Rett syndrome (RTT) is a rare neurodevelopmental disorder primarily affecting females, characterized by symptoms such as loss of verbal communication, motor function, behavioral issues, seizures, and gastrointestinal problems. Until recently, treatment focused on managing individual symptoms due to the lack of an approved treatment for core symptoms.
Trofinetide, developed as a synthetic analog of GPE, has shown promise in addressing the core symptoms of RTT. The development of trofinetide was based on the discovery that GPE, a neuroactive tripeptide derived from insulin-like growth factor-1 (IGF-1), could partially rescue synaptic function in a MeCP2 mutant RTT mouse model. Trofinetide was designed to improve the proteolytic stability and bioavailability of GPE.

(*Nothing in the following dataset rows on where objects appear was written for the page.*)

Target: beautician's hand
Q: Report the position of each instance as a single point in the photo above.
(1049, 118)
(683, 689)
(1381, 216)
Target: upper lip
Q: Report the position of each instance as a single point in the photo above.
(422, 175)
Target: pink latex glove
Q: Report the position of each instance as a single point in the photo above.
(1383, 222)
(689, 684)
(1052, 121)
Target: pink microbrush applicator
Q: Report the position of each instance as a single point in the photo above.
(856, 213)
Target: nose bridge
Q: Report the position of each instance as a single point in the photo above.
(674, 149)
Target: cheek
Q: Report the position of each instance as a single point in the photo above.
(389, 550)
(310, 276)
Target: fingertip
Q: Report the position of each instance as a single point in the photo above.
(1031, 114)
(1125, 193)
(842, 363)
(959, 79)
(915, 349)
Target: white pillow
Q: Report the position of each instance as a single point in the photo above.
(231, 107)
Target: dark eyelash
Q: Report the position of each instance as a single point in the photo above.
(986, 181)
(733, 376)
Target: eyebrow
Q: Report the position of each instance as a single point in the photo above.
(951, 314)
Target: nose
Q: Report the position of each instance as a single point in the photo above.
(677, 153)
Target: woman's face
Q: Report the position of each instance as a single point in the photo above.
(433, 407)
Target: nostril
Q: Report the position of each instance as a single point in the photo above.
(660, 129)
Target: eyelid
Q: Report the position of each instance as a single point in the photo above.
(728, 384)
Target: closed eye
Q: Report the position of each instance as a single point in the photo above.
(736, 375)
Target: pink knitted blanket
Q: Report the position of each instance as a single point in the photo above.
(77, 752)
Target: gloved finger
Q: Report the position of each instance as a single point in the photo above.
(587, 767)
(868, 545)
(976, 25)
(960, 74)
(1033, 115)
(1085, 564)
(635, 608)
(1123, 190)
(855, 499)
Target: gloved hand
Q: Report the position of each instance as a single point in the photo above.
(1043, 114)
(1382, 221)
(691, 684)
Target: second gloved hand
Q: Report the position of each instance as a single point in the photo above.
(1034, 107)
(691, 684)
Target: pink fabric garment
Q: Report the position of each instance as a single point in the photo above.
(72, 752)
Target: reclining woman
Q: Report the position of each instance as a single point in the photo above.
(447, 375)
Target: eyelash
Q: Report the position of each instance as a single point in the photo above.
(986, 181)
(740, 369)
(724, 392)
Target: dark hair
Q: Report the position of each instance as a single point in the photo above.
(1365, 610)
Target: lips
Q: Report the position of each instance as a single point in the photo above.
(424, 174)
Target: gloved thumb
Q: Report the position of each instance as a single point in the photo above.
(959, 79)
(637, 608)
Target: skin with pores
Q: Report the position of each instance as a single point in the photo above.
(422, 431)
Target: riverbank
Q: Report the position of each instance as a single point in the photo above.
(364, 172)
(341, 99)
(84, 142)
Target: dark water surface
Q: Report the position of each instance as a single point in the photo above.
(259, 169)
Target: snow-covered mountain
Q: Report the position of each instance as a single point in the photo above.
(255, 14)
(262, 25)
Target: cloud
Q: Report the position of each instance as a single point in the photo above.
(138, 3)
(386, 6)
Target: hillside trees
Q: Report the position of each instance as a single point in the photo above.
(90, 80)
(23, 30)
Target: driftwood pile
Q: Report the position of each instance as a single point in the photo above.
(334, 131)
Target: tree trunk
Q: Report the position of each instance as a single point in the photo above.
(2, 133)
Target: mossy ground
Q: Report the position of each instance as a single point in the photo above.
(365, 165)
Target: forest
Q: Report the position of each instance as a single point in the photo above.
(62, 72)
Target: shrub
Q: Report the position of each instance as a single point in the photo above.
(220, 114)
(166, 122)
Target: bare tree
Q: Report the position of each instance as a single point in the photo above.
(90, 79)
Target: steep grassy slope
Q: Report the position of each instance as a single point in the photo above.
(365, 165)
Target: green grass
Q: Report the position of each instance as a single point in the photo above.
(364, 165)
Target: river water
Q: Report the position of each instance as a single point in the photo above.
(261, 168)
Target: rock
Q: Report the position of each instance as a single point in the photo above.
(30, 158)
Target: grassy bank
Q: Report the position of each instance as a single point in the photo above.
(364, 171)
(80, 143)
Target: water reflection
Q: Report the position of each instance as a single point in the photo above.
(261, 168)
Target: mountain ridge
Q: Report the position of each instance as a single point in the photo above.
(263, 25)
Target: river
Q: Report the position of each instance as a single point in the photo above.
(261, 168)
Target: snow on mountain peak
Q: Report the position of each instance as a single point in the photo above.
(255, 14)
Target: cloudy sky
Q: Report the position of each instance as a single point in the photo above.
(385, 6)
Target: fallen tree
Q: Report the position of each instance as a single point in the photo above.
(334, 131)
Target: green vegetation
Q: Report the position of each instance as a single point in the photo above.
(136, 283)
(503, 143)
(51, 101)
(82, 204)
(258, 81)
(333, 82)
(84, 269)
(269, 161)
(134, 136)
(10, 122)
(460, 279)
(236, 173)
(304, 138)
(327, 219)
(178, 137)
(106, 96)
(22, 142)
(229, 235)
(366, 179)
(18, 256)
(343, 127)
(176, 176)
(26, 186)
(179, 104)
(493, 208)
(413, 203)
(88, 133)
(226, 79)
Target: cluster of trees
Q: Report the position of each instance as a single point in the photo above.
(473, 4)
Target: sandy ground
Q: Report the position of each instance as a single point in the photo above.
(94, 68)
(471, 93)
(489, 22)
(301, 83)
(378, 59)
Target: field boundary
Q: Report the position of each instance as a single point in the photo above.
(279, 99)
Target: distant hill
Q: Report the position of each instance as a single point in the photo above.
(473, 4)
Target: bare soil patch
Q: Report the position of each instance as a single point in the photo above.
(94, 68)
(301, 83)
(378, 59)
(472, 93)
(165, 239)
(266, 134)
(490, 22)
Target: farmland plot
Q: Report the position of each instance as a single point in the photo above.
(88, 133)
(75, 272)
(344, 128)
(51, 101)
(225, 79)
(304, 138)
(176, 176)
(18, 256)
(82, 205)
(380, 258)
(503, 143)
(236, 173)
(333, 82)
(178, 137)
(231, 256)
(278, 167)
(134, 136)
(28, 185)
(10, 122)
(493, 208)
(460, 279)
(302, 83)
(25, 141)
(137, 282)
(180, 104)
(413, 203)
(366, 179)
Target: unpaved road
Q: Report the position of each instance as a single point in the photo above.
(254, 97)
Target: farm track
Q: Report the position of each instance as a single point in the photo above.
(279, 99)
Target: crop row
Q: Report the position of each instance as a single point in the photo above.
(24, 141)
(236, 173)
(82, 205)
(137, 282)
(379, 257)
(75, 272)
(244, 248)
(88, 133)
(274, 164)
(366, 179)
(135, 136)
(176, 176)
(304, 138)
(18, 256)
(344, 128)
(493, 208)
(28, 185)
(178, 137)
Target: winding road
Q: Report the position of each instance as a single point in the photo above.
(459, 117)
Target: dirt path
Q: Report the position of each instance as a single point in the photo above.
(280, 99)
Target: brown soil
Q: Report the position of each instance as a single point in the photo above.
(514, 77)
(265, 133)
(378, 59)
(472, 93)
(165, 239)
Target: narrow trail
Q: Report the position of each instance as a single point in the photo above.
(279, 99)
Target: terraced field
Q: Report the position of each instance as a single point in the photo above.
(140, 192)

Clinical trials, including phase II and phase III studies, demonstrated the efficacy and safety of trofinetide in treating RTT. Notably, the LAVENDER study, a phase III trial, showed that trofinetide significantly improved core symptoms of RTT, as measured by the Rett Syndrome Behaviour Questionnaire (RSBQ) and Clinical Global Impression-Improvement (CGI-I) scales. Trofinetide was well tolerated, with diarrhea and vomiting being the most common adverse events.
The approval of trofinetide by the FDA in March 2023 was the result of collaborative efforts between academia, the pharmaceutical industry, and patient advocacy groups like the International Rett Syndrome Foundation (IRSF). This collaboration facilitated the development of clinical trial endpoints, participant recruitment, and the overall advancement of trofinetide through the regulatory process.
The success of trofinetide's clinical program underscores the importance of coordinated efforts among researchers, pharmaceutical companies, and patient advocacy groups in developing treatments for rare diseases. The approval of trofinetide offers new hope for individuals with RTT and their families, providing a targeted treatment option for this challenging condition.